Defining Decent: Dec 2021 - Aug 2022

Late last year, our team of touring artists, music lovers, builders, and economists came together because we saw a problem with the music industry as we knew it. 

It had lost its luster; centralized entities controlled the value placed on the hard work of creators, often measuring their success with social engagements and “virality” over quality. Web3 offered a new opportunity for musicians and creatives to capture value from their art in ways they couldn’t in web2, from cultivating deeper relationships with their fans to earning far beyond their current streaming payouts. 

So, we built Decent.

Our team went to work to prove our core thesis: by building a product that worked with web2 music distribution platforms, we could tap into new means of value capture that many were overlooking. Streaming giants like Spotify are web3 music’s biggest competitors, but we saw the opportunity to leverage their mass adoption for the benefit of musicians and their fans.

In collaboration with artists at the forefront of web3 music innovation, we came to understand what creators were looking for and challenged ourselves to go further to make those dreams a reality. By combining different methods of value capture, we deployed fifteen contracts that built upon the foundation of what the blockchain uniquely enables – things like democratized ownership, composability, and persistent links between actions and the value they create.

Here are some highlights:

Treasury-Backed Collectibles

Our initial goal was to develop the artist-fan relationship past mere patronage. We hypothesized that if active communities can create tangible acceleration for artists’ careers through the technology available on-chain, both creators and their fans could reap the benefits. 

Through our treasury-backed smart contracts, we built a structure that incentivized community engagement for mutual success and allowed for investment growth that wasn’t dependent on the crypto market, capturing value far beyond initial hype. Take Ben Kessler, whose release of his song “Concrete” as a collection and the flurry of organic engagement that followed triggered the Spotify algorithm and spurred a massive (~100%) uptick in otherwise-steady stream counts that will translate to value for himself and his collectors.

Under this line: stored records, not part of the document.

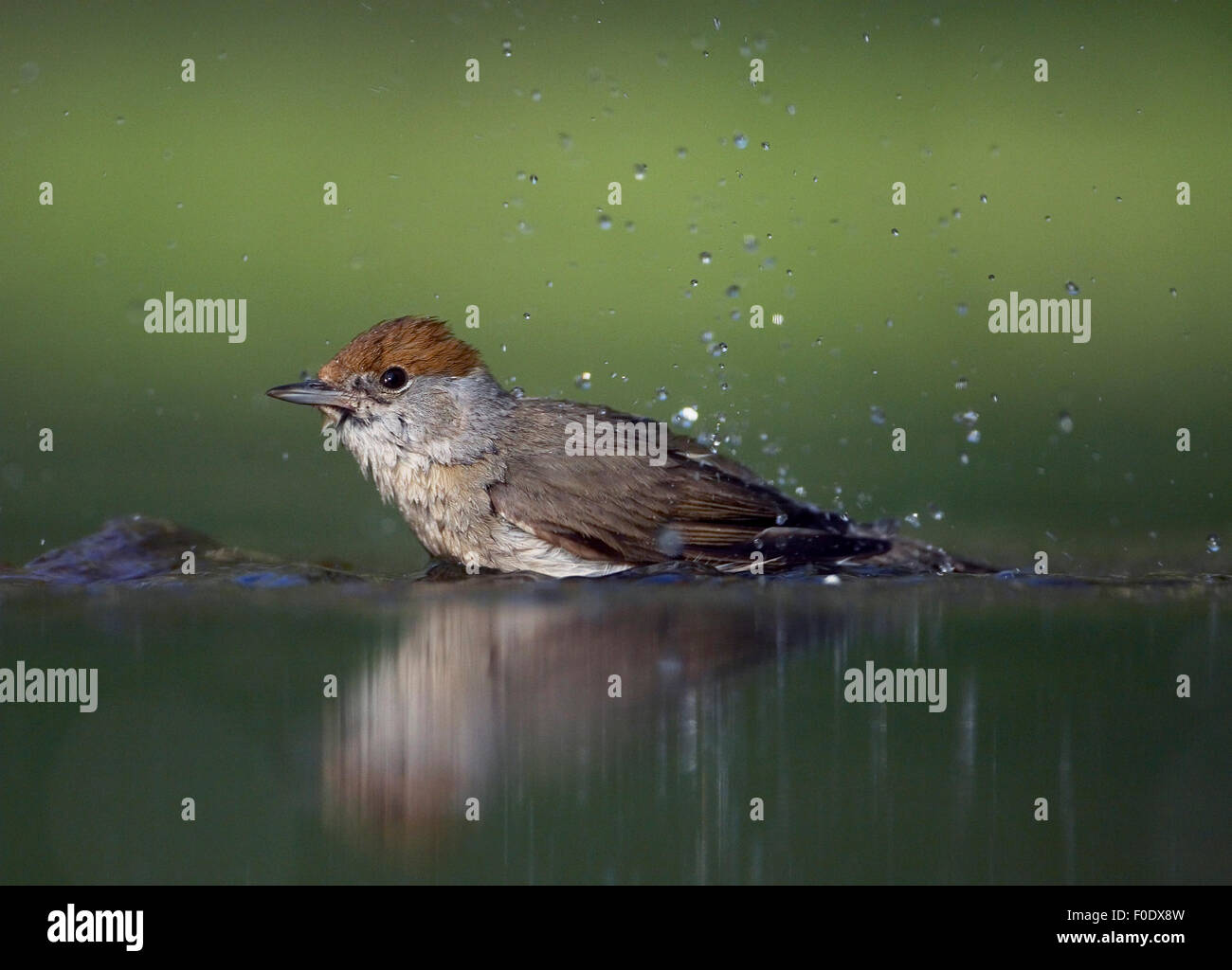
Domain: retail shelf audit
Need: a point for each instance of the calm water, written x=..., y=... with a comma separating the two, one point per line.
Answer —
x=496, y=194
x=498, y=691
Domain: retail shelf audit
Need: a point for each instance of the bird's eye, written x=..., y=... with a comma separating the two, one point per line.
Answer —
x=394, y=378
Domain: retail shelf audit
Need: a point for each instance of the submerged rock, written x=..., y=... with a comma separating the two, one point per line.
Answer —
x=152, y=551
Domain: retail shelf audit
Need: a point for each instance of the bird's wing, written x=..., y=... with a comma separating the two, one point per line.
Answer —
x=629, y=509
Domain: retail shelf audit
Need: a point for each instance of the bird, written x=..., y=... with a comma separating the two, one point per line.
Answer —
x=517, y=484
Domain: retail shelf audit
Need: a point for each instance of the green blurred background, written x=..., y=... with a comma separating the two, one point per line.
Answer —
x=494, y=193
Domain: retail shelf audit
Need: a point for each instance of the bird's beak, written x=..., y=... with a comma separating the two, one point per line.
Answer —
x=313, y=391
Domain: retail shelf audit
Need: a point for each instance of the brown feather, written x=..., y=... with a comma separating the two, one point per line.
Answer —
x=694, y=506
x=422, y=345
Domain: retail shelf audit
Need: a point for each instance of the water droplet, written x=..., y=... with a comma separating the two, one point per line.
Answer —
x=685, y=416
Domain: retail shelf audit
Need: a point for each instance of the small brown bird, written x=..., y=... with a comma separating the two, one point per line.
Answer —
x=565, y=489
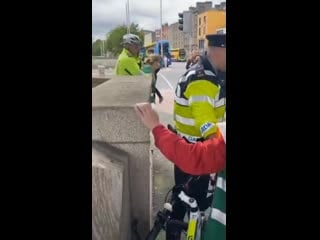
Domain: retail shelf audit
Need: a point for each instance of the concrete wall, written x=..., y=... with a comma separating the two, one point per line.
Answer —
x=110, y=212
x=115, y=123
x=107, y=63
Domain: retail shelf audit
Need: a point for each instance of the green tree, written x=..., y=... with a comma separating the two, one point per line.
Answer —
x=114, y=37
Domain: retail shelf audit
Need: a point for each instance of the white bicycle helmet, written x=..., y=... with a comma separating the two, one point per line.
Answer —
x=131, y=39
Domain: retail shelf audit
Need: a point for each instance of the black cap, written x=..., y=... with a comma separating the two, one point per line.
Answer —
x=217, y=40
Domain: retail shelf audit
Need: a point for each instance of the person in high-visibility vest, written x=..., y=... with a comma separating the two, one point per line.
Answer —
x=196, y=159
x=129, y=61
x=155, y=63
x=198, y=107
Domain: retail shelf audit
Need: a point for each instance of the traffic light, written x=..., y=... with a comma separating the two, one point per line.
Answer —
x=180, y=21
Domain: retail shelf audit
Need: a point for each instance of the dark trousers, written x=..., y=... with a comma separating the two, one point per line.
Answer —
x=197, y=188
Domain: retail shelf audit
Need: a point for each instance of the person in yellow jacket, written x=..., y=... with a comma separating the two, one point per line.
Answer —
x=198, y=107
x=129, y=61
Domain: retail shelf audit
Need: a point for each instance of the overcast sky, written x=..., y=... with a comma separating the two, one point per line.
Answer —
x=107, y=14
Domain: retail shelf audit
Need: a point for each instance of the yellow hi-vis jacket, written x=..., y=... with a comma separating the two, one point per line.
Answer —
x=128, y=64
x=198, y=106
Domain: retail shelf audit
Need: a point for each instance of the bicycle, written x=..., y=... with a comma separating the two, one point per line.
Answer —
x=165, y=222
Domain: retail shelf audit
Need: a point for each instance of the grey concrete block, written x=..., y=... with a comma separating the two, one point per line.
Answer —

Crescendo: Release on a Bonding Curve

With independent pop artist Amanda Frances, we sought to disrupt the idea that an NFT had to “sell out” in order to be successful. Crescendo challenged that definition of success, proving that pricing on a bonding curve effectively captured surplus demand, which enabled fans to facilitate price discovery and uniquely aligned incentives between artists and their supporters. With Crescendo, the growth of Amanda's community mirrors the streaming success of “attachment theory,” which to date has grown 300% post release with Decent. An unlimited supply allows for new fans to join without the need to take the place from another, extending its reach and making the community more valuable to the next supporter.

Elevated Fan Relationships with Liquid Staking

Further pushing the boundaries of community-driven value, we teamed up with multidisciplinary artist Harrison First to build a more exciting post-mint relationship between him and his fans. Uniquely special and magical in web3 is the close nature in which individuals, collectors, and fans are able to experiment with, provide feedback, and make close relationships with artists they love. One manifestation of that has been with artist DAOs. Harrison’s release on Decent enabled fans to stake their NFTs in exchange for $FIRST tokens, which serve as entry points into his community and can be redeemed for IRL rewards. 

Web3 Release Playbook (with Glass Protocol) 

The reliance on centrally-controlled, gated platforms for web3 releases - while great for artist discoverability - has led to the fragmentation of creator communities across these mediums. These bespoke platforms all bring their own nuances to their on-chain releases, in some ways complimentary, and with Buppy. we set out to test how we could use them to our advantage. Our collaboration acted as a fundraising mechanism, with the capital used from that release funding the development of a music video later released on Glass. 

To further connect the communities, our Splits functionality enabled earnings from the music video to flow back into the wallets of the community that played a part in its creation. This cross-platform collaboration, a demonstration of our infrastructure’s composability, is a core pillar of the future thriving web3 ecosystem.

What We Learned

It is through these collaborations and conversations with the larger web3 music community that we were able to observe some key trends in the space:

  1. Artists want to enhance the capabilities of their on-chain releases beyond the limitations of platforms’ drop structures.

  2. Fans are looking for their “why” to collect in a state of innovative stagnation and the bear market.

The technology we developed over the last year has been in pursuit of answers to these points, but we still have only scratched the surface in unearthing the possibilities that web3 holds for the creators that drive it. Decent believes in a future where artists are in control of their content and careers, and we’re more motivated than ever to continue building tools to make that a reality.